I could feel him staring at me—not judging me, just staring at me, puzzled.

“If you want to know the truth, I have a problem with crowds,” I said.

“Excuse me, but as it happens, you're in one. We're a crowd,” said the farmer called Fusi.

“I don't have a problem with you.”

“It's kind of you to say so.”

“Is it claustrophobia, or is it general nervousness?” said Nico. “I'm not trying to pry. I'm curious.”

“It's both,” I said.

“It's nothing to be ashamed of,” said the farmer whose wife gave rice to the partisans. “Me, I can't go near horses. I see a horse even half a mile away, I break out in a skin rash, I get palpitations, I start sweating cold sweat. Cows, I'm all right with. Mules, oxen, anything, just not horses. My whole life it was like this. It's irrational, but, there it is. By the way, I'm a Communist, too.”

“Communists don't like any kind of music at all,” called out someone near the cab, impatiently, as if he'd been waiting his turn to speak for a very long time. “They've all got tin ears. They only want to talk, talk, talk.”

“Pardon me for changing the subject, which I always do when it's politics,” said a farmer somewhat closer to me. “I'm wondering how that song will go about your son, Signora. I hope the composer is through with it soon. I admire the title with all my heart. ‘Twenty-nine Grenades For Thirty Of My Enemies.'”

“No, no, Toto, it's the other way around with the numbers. The whole point is having an extra one, not being one short. Thirty for twenty-nine.”

“I was making a joke. I was making fun of it for not being realistic.”

“You'd have to expect one's a dud,” said Fusi. “Like with clams. You'd never get thirty cooked clams with every one of them opening the way they should.”

“At the restaurant that night, every clam on my plate was perfect, and there were a lot, as I told you,” said Nico.

“They threw out the bad ones,” said the farmer whose wife gave rice to the partisans, and there was a murmur of agreement.

“Communists like music!” cried Braccini. “Communists don't put partisan necks into ropes off a tree branch! How are we supposed to sleep tonight? You think any of us won't be dreaming about that? About how we left them there? Like they'd think we didn't give a goddamn?” Now he sounded like a little boy, trying to not cry.

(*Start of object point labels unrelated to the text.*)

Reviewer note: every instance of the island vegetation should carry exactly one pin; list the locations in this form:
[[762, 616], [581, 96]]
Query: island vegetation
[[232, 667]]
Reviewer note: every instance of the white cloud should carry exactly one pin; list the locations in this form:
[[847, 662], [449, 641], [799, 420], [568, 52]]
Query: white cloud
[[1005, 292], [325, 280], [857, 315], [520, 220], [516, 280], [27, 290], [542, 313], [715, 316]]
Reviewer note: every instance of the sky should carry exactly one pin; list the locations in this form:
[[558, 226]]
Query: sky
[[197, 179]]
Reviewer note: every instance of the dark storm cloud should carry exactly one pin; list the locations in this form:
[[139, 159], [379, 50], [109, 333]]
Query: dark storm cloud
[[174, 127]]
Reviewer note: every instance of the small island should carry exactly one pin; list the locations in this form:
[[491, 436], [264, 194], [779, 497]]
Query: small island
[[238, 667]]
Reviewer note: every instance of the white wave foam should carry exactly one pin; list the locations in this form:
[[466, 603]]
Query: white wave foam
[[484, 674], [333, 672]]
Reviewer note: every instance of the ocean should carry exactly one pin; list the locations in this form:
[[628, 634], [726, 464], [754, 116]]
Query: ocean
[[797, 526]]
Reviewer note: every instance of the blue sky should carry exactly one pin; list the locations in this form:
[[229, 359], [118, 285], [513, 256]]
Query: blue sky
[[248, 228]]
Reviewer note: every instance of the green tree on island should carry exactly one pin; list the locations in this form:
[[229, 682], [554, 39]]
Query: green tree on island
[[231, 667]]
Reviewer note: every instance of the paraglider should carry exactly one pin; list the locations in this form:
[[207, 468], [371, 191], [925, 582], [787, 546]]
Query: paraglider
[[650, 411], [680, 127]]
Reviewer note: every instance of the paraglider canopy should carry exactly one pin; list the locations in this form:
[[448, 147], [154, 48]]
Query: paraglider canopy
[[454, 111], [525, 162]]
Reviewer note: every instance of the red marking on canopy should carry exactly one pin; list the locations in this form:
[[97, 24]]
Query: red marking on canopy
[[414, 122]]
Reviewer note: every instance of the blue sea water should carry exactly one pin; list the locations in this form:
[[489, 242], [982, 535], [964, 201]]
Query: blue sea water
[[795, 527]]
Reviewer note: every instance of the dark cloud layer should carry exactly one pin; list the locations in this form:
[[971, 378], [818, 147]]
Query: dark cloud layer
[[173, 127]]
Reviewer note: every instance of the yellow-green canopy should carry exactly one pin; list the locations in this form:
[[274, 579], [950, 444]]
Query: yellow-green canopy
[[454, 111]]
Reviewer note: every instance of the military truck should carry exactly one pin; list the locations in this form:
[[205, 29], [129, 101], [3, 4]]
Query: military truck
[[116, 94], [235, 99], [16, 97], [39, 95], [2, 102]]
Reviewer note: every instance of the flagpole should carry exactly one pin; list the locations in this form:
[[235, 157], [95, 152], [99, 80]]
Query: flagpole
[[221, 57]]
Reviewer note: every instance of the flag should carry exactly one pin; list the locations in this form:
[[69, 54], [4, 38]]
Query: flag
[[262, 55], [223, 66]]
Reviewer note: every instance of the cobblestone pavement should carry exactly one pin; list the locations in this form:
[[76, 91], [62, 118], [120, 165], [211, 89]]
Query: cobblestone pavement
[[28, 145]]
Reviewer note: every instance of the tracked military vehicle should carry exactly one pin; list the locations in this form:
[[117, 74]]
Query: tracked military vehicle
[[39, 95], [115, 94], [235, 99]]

“Let's go back and cut them down,” said the boy called Lolo.

“Shut up!” said Adriano's father. “There's Cassaromilia! Adriano! Put your foot on the brake! Slow down!”

The truck came to a stop in the middle of the road and the engine shuddered and went off, with an expulsion of dirty exhaust smoke that made a few of the farmers start coughing, including Braccini, who might have done so to cover up whatever sobbing he'd not been able to hold back. He sounded almost feminine about it, like Verdi's Violetta, stricken with tuberculosis, dying extravagantly, unrealistically, gorgeously.